Revive & Restore is a member of the International Union for Conservation of Nature (IUCN) and has long-standing partnerships with the US Fish & Wildlife Service, The San Diego Zoo Wildlife Alliance, Morris Animal Foundation, and ViaGen Pets & Equine, among others.

==Programs==
===Advanced Coral Toolkit===
The Advanced Coral Toolkit supports research teams in the development and field testing of biotechnologies that benefit coral reef management and restoration efforts. Projects include coral cryopreservation methods for large scale biobanking and fieldable devices for measuring genetic information or molecular signals associated with coral stress. Launched in 2019, the program has funded 10 research teams.

===Wild Genomes===
Wild Genomes is a funding program to provide genomic tools to field scientists, wildlife managers, and citizens working to protect their local biodiversity. As of 2023, Wild Genomes has funded 30 individual projects. Program categories include Terrestrial Species, Marine Species, Amphibians, and Kelp Ecosystems.
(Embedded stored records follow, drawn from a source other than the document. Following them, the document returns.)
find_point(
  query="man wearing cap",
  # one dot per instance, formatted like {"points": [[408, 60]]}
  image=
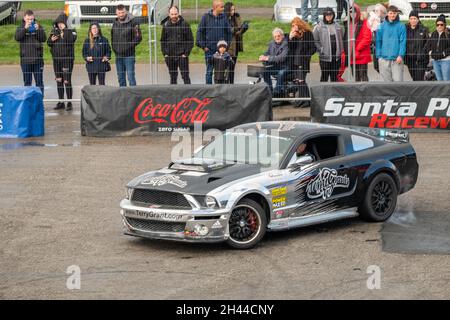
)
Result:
{"points": [[329, 44], [213, 27], [439, 49], [222, 63], [391, 46], [276, 61], [177, 42], [416, 58]]}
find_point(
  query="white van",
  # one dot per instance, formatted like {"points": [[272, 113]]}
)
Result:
{"points": [[104, 11]]}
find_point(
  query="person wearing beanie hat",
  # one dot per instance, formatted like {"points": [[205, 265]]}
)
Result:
{"points": [[391, 46], [222, 63], [328, 40], [222, 43], [213, 26], [416, 58], [276, 62], [305, 11], [438, 47], [62, 42], [177, 42]]}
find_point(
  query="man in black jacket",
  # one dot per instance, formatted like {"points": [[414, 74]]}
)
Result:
{"points": [[416, 57], [176, 45], [31, 35], [61, 42], [125, 36]]}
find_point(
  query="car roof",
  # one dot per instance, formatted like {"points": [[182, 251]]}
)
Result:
{"points": [[294, 129]]}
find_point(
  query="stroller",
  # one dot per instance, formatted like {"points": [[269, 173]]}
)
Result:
{"points": [[292, 88], [430, 75]]}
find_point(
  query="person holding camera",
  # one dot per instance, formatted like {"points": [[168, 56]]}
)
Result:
{"points": [[61, 42], [31, 35], [238, 28], [177, 42], [96, 53]]}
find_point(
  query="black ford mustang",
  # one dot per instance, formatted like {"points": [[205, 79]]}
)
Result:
{"points": [[271, 176]]}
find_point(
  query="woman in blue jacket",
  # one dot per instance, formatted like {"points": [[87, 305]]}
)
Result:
{"points": [[96, 53]]}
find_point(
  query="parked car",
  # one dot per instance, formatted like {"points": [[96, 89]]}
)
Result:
{"points": [[8, 11], [104, 11], [297, 174], [286, 10]]}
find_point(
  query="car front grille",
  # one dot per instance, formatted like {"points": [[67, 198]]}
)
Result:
{"points": [[164, 199], [440, 8], [156, 226], [97, 10]]}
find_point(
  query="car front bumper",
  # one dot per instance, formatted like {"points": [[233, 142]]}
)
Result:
{"points": [[178, 225]]}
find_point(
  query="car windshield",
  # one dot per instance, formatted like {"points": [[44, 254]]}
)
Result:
{"points": [[252, 148]]}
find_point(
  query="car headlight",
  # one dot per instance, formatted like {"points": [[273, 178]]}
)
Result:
{"points": [[71, 10], [201, 230], [128, 193], [210, 202], [285, 10]]}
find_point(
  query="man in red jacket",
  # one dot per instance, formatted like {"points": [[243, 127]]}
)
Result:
{"points": [[359, 30]]}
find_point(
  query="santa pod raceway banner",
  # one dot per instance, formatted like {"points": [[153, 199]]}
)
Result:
{"points": [[411, 106], [140, 110]]}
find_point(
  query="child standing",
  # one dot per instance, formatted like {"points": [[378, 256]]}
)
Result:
{"points": [[222, 63]]}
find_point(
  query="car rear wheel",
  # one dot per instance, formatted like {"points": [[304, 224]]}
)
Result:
{"points": [[380, 199], [247, 224]]}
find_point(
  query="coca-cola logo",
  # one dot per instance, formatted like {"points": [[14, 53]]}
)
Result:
{"points": [[185, 112], [324, 183]]}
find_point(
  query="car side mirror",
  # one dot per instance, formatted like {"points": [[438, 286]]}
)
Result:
{"points": [[303, 160]]}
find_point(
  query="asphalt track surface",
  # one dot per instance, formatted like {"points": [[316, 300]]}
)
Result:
{"points": [[59, 200]]}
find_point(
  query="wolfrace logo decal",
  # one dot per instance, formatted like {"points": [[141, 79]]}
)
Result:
{"points": [[165, 179], [325, 182], [393, 115]]}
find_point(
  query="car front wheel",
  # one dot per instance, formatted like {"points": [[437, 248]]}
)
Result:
{"points": [[380, 199], [247, 224]]}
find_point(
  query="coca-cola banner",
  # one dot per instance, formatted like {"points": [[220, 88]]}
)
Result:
{"points": [[113, 111], [395, 105]]}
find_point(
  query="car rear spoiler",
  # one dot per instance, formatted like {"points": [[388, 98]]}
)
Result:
{"points": [[396, 136]]}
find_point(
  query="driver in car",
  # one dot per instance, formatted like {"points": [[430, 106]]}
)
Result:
{"points": [[301, 152]]}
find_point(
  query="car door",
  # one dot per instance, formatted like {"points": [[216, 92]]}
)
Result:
{"points": [[327, 184]]}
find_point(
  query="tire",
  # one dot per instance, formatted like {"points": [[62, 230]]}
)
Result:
{"points": [[380, 199], [251, 214]]}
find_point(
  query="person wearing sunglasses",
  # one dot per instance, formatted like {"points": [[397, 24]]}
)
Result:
{"points": [[439, 49]]}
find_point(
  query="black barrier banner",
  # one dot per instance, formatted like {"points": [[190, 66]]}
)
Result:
{"points": [[394, 105], [113, 111]]}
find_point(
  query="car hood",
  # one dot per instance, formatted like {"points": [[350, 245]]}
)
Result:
{"points": [[194, 176]]}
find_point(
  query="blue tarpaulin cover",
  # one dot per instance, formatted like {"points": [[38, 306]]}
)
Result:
{"points": [[21, 112]]}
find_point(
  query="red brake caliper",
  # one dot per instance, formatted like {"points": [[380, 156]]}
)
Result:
{"points": [[252, 220]]}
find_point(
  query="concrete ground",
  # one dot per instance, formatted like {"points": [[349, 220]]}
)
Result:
{"points": [[59, 200], [12, 76]]}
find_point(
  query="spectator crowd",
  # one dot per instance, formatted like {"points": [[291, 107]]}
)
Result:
{"points": [[377, 37]]}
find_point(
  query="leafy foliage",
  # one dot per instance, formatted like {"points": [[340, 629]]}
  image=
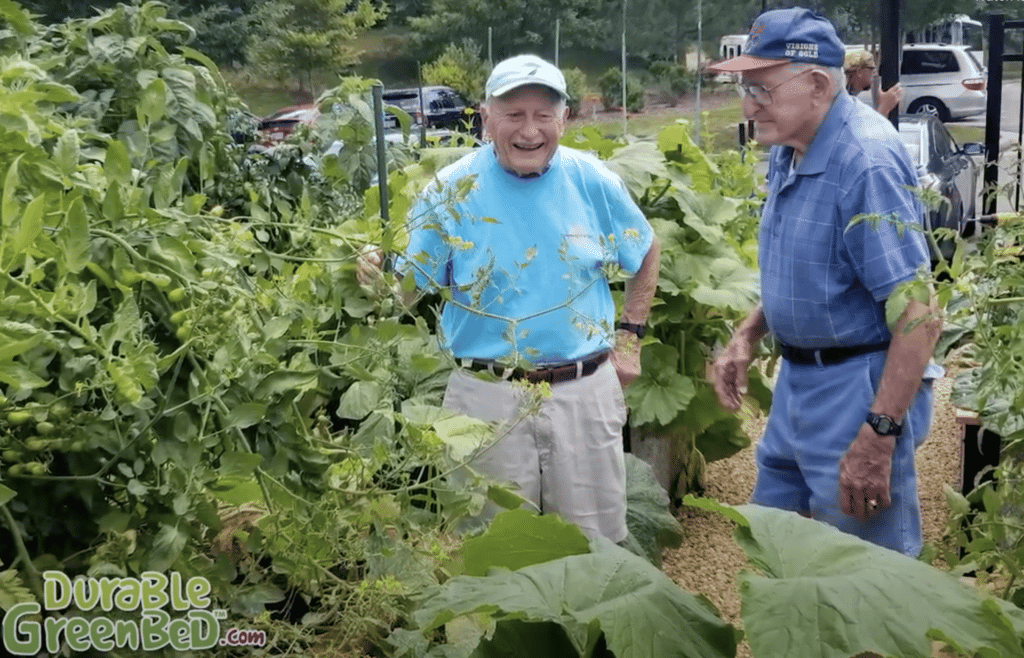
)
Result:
{"points": [[461, 68], [567, 603], [704, 211], [294, 39], [819, 591]]}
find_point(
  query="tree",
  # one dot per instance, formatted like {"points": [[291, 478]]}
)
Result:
{"points": [[297, 38], [517, 26]]}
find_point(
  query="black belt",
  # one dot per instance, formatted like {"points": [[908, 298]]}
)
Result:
{"points": [[827, 355], [551, 375]]}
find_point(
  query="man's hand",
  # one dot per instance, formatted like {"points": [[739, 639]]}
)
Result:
{"points": [[368, 265], [626, 357], [729, 373], [863, 474]]}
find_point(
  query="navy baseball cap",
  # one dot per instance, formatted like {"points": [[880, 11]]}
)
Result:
{"points": [[781, 36]]}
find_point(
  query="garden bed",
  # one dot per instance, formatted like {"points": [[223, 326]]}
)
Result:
{"points": [[709, 560]]}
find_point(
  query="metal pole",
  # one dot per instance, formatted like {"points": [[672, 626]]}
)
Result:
{"points": [[625, 117], [699, 48], [558, 29], [993, 113], [892, 47], [378, 91]]}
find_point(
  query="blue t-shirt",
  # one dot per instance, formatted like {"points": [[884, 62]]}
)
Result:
{"points": [[525, 259], [823, 283]]}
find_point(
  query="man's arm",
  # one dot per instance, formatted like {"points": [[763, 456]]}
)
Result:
{"points": [[729, 370], [639, 295], [865, 469]]}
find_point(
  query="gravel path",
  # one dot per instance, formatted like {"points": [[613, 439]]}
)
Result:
{"points": [[709, 559]]}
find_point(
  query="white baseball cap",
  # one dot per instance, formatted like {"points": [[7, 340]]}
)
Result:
{"points": [[525, 70]]}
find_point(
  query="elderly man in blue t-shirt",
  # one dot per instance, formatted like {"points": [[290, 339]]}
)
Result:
{"points": [[853, 397], [524, 256]]}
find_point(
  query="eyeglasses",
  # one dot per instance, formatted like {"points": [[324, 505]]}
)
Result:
{"points": [[759, 94]]}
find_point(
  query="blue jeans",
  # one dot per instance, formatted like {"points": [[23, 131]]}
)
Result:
{"points": [[815, 415]]}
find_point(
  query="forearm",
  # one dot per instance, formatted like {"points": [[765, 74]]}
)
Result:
{"points": [[912, 342], [754, 327], [641, 288]]}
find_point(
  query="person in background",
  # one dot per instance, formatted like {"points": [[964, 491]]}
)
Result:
{"points": [[860, 75], [853, 398], [523, 252]]}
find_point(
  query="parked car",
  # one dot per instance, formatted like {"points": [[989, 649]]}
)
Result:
{"points": [[945, 167], [947, 82], [274, 128], [440, 106]]}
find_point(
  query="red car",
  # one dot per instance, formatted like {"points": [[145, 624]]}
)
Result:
{"points": [[275, 127]]}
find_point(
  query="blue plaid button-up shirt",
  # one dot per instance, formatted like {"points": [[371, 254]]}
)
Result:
{"points": [[823, 282]]}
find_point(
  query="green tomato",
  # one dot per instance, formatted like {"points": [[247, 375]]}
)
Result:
{"points": [[129, 277], [18, 418]]}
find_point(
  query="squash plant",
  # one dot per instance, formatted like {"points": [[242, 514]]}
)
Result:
{"points": [[705, 211]]}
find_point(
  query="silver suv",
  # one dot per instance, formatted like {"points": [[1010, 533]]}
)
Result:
{"points": [[947, 82]]}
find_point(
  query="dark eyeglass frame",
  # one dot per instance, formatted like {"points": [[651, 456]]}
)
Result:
{"points": [[762, 95]]}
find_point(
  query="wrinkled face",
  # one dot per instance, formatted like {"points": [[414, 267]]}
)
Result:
{"points": [[860, 79], [525, 125], [790, 118]]}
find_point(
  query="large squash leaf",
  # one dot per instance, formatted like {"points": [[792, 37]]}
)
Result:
{"points": [[647, 515], [824, 594], [640, 611]]}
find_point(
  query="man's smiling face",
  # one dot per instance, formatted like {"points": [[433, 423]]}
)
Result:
{"points": [[525, 125]]}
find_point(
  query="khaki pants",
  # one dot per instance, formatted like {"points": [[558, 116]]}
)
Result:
{"points": [[567, 458]]}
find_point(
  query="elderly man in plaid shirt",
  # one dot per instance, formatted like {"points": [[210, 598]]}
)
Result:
{"points": [[853, 398]]}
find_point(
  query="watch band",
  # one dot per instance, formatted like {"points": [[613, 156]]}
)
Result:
{"points": [[884, 425], [639, 330]]}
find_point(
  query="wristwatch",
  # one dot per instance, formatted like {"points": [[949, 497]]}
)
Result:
{"points": [[639, 330], [884, 425]]}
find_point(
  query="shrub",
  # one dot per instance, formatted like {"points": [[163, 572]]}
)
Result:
{"points": [[610, 86], [578, 86], [461, 68], [672, 80]]}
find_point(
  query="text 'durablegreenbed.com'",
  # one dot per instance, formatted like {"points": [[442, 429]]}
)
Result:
{"points": [[163, 612]]}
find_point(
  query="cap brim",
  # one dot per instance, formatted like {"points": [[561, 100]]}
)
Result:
{"points": [[745, 62], [501, 91]]}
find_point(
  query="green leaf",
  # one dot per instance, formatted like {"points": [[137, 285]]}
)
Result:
{"points": [[6, 494], [464, 435], [237, 490], [647, 515], [359, 400], [518, 538], [12, 591], [153, 103], [32, 225], [281, 382], [660, 392], [167, 545], [74, 237], [117, 165], [641, 612], [824, 594], [67, 151], [246, 414]]}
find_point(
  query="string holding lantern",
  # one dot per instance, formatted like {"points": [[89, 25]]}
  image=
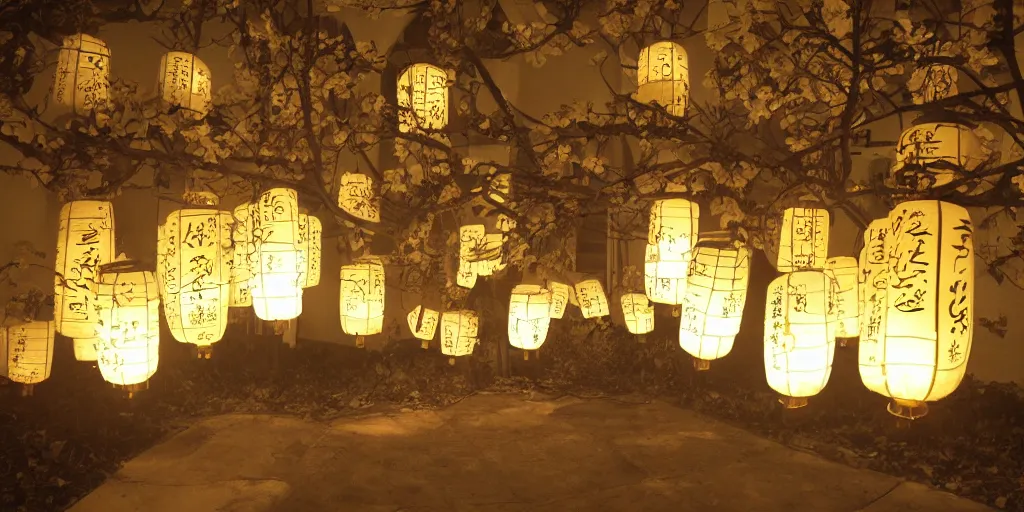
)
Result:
{"points": [[82, 79], [363, 298], [799, 346], [85, 241], [714, 301]]}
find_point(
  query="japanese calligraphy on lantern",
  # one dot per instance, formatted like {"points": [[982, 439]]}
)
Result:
{"points": [[82, 78], [85, 241]]}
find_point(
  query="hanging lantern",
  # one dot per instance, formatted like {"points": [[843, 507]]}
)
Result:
{"points": [[663, 77], [799, 346], [423, 97], [590, 296], [873, 283], [185, 82], [930, 304], [844, 271], [529, 315], [638, 313], [713, 305], [357, 197], [29, 353], [85, 241], [128, 325], [804, 240], [275, 288], [83, 74], [459, 333], [197, 275], [363, 298]]}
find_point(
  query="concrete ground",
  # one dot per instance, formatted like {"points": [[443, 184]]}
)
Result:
{"points": [[497, 453]]}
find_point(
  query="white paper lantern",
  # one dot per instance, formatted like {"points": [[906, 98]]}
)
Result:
{"points": [[128, 325], [930, 304], [363, 298], [276, 284], [803, 240], [844, 270], [85, 241], [713, 305], [185, 82], [663, 77], [357, 197], [83, 75], [423, 97], [799, 346], [197, 274]]}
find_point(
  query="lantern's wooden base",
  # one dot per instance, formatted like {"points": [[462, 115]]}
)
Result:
{"points": [[793, 401], [907, 410]]}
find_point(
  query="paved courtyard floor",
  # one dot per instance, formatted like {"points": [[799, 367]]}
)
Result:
{"points": [[497, 453]]}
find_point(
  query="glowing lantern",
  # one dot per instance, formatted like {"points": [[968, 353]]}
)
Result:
{"points": [[930, 304], [663, 77], [363, 298], [638, 313], [590, 296], [423, 97], [844, 271], [276, 283], [804, 240], [128, 325], [85, 241], [459, 333], [310, 231], [197, 274], [799, 346], [185, 82], [83, 74], [713, 306], [357, 197], [529, 315], [29, 353]]}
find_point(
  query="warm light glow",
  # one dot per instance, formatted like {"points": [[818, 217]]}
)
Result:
{"points": [[363, 297], [29, 351], [423, 97], [638, 312], [529, 315], [357, 197], [85, 241], [713, 305], [663, 77], [128, 324], [803, 240], [185, 82], [83, 74], [799, 346]]}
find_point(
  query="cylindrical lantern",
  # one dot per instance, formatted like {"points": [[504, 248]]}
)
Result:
{"points": [[459, 333], [85, 241], [197, 274], [185, 82], [275, 288], [423, 97], [844, 271], [930, 303], [529, 315], [799, 346], [128, 325], [663, 77], [363, 298], [590, 296], [803, 240], [638, 313], [713, 305], [83, 74]]}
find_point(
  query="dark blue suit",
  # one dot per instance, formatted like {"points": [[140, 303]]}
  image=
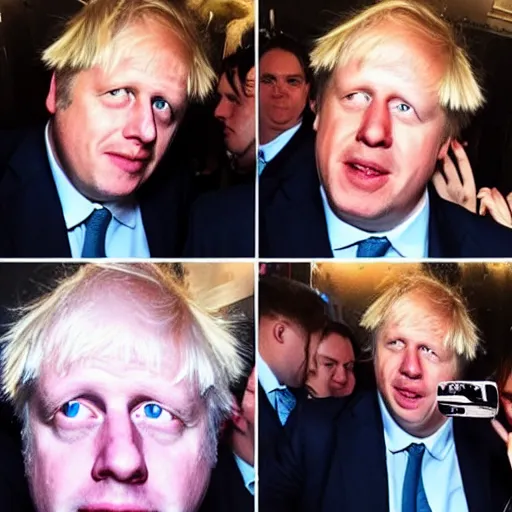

===Cloning for conservation===
To help mitigate inbreeding depression for two endangered species, the black-footed ferret (Mustela nigripes) and Przewalski's horse (Equus ferus przewalskii), Revive & Restore facilitates on-going efforts to clone individuals from historic cell lines stored at the San Diego Zoo Wildlife Alliance Frozen Zoo.

On December 10, 2020, the world's first cloned black-footed ferret was born. This ferret, named Elizabeth Ann, marked the first time a U.S. endangered species was successfully cloned.

On August 6, 2020, the world's first cloned Przewalski’s horse was born. Since the oocyte used was from a domestic horse, this was an example of interspecies somatic cell nuclear transfer (SCNT). In 2022, the horse, named Kurt, was paired with a female Przewalski's horse at the San Diego Zoo Wildlife Safari Park to learn the behaviors of his species. On February 17, 2023, a second cloned Przewalski's horse was born from the same historic cell line. Kurt and the new foal are genetic twins that may become the first cloned animals to restore lost genetic variation to their species.

===Intended Consequences Initiative===
In 2020, Revive & Restore developed a campaign around the concept of "Intended Consequences" – focusing on the benefits of conservation interventions, as opposed to focusing on the fears of unintended consequences. That year, Revive & Restore hosted a virtual workshop that resulted in the publication of a special issue in the journal Conservation Science and Practice.

=== The Great Passenger Pigeon Comeback ===
Since 2012, Revive & Restore has been working to de-extinct the passenger pigeon (Ectopistes migratorius), a wild North American pigeon that was the most abundant bird in the world prior to the death of its final member in 1914. The goals behind this project are to insert the key genes of the passenger pigeon into its closest living relative, the band-tailed pigeon, to create a functional reconstruction of the species that can fulfil the original's ecological niche in the Eastern United States. Revive & Restore plans to hatch the first generation of these passenger pigeons by 2029 for captive breeding and research purposes, but it will take decades for the species to be reintroduced into the wild.